Asparaginase is a commonly prescribed treatment option for acute lymphocytic leukemia (ALL), but its use can be limited by its toxicities, including drug hypersensitivity. A recent study found that the investigational drug ERY001 improved pharmacokinetics, improved tolerability, and maintained circulating aspariginase activity in relapsed ALL patients.

The results, presented by Yves Bertrand, MD, from the Pediatric Hematology Department, IHOP and Claude Bernard University, in Lyon, France, may give hope to ALL patients who need an alternative to asparaginase.

ERY001 (red blood cell–encapsulated L-asparaginase [L-ASP]) is designed to overcome the difficulties of allergic reactions. In some cases, patients’ immune systems will produce anti-asparaginase antibodies, which can lead to allergic reactions on re-exposure of the drug; some patients may also experience silent inactivation, meaning the immune system develops asparaginase-targeting antibodies in the absence of a clinical allergy. The encapsulation enables L-ASP to destroy asparagine inside the erythrocyte to prevent allergic reactions and reduce other adverse events associated with asparaginase.

This open, randomized, international, phase III study included 80 patients with relapsed ALL, ranging in age from 1 to 55 years. Patients with no known allergy were randomized to receive ERY001 (150 IU/kg; n=26) or L-ASP (10,000 IU/m2; n=28). Twenty-six patients with a prior asparaginase allergy were enrolled in an exploratory arm and received only ERY001.

In terms of the study’s two primary endpoints (duration of asparaginase >100 IU/L and the incidence of asparaginase hypersensitivity during induction):

  • ERY001 prolonged asparaginase activity >100 IU/L compared with patients in the L-ASP group (21 days vs. 9 days, respectively; p<0.001).
  • ERY001 significantly reduced the incidence of asparaginase hypersensitivity in patients without prior allergy, compared with patients with an allergy (0% vs. 43%, respectively; p<0.001).
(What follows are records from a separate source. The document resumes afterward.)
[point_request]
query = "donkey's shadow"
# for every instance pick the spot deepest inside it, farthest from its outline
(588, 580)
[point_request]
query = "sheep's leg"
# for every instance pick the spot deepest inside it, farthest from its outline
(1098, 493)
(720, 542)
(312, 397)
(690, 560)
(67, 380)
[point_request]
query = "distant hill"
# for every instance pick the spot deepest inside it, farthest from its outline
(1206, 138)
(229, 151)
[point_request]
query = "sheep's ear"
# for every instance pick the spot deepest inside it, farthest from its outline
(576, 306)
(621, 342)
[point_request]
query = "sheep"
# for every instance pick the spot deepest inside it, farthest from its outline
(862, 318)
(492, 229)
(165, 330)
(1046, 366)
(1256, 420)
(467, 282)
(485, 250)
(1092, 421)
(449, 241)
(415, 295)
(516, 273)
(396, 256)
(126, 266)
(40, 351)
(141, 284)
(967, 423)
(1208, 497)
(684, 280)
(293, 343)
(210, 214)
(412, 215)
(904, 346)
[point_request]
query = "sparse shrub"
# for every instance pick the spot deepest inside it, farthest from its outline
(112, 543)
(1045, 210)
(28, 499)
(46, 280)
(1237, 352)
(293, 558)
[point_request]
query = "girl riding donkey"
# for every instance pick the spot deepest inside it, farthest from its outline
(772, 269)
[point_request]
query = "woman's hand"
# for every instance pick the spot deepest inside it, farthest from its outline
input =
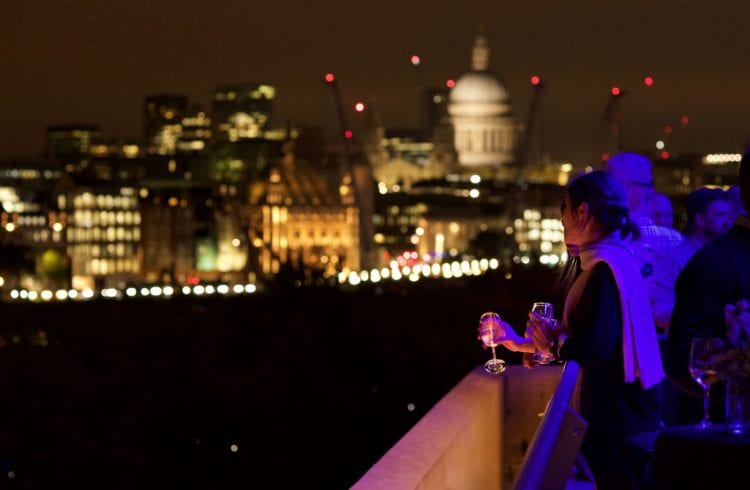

The improved pharmacokinetics were likely due to the protective barrier of the erythrocyte membrane, Dr. Bertrand and co-investigators explained.
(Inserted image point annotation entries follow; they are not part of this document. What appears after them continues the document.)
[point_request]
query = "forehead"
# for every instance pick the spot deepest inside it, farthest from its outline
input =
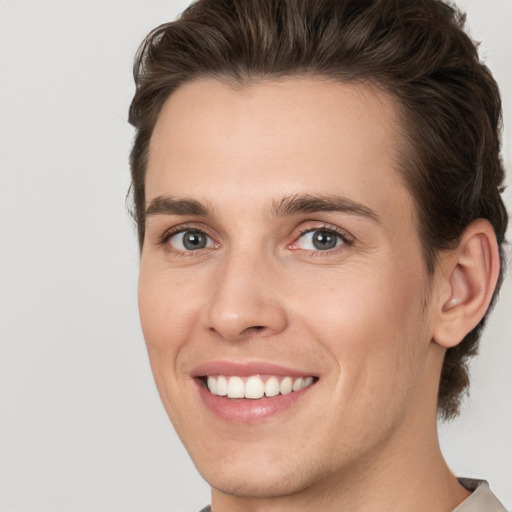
(276, 138)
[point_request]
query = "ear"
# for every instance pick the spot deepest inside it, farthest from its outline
(468, 277)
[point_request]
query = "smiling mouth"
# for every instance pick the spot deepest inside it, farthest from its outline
(255, 386)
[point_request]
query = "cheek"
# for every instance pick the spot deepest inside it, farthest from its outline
(373, 326)
(164, 306)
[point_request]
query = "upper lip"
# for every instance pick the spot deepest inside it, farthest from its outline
(247, 369)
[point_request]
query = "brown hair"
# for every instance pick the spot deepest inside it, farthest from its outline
(416, 50)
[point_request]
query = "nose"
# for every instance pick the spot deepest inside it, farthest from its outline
(246, 301)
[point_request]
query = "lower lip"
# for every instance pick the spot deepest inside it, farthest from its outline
(246, 410)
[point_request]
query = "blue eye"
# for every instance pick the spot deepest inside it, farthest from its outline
(191, 240)
(320, 240)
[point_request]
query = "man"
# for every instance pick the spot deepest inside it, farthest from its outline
(317, 191)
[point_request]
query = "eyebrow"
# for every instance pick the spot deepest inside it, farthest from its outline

Secondary endpoints of the study were complete remission (CR), minimal residual disease (MRD), event-free survival, and overall survival. ERY001 led to a “slightly better” rate of CR (65% [95% CI 51.6-89.8] vs. 39% in the L-ASP group [95% CI 23.3-63.1; p=0.026]), Dr. Bertrand said during his presentation. While patients receiving ERY001 had greater event-free survival rates (65% vs. 49%), rates of one-year survival were no different between the two groups.

ERY001 was associated with less frequent coagulation (35% vs. 82%), pancreatic (27% vs. 50%), and hepatic events (19% vs. 43%), compared with L-ASP.
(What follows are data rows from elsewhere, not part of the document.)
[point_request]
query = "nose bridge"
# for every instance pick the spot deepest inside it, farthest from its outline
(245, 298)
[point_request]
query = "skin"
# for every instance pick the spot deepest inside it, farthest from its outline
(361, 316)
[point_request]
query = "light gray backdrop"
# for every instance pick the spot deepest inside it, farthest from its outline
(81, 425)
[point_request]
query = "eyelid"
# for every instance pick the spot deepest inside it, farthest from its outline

“The favorable efficacy and safety profile of ERY001 offers an effective alternative option for patients who have received prior asparaginase therapy with complications,” Dr. Bertrand concluded. “ERY001 provides a promising, well-tolerated, and efficacious alternative to asparaginase in patients with relapsed ALL.”


Reference

Bertrand Y, Baruchel A, Thomas XG, et al. Clinical activity of ERY001 (erythrocyte encapsulated l-asparaginase) and native l-asparaginase (L-ASP) in combination with COOPRALL regimen in phase II randomized trial with patients with relapsed acute lymphoblastic leukemia (ALL). Abstract #7004. Presented at the 2015 American Society of Clinical Oncology Annual Meeting, Chicago, IL, May 30, 2015.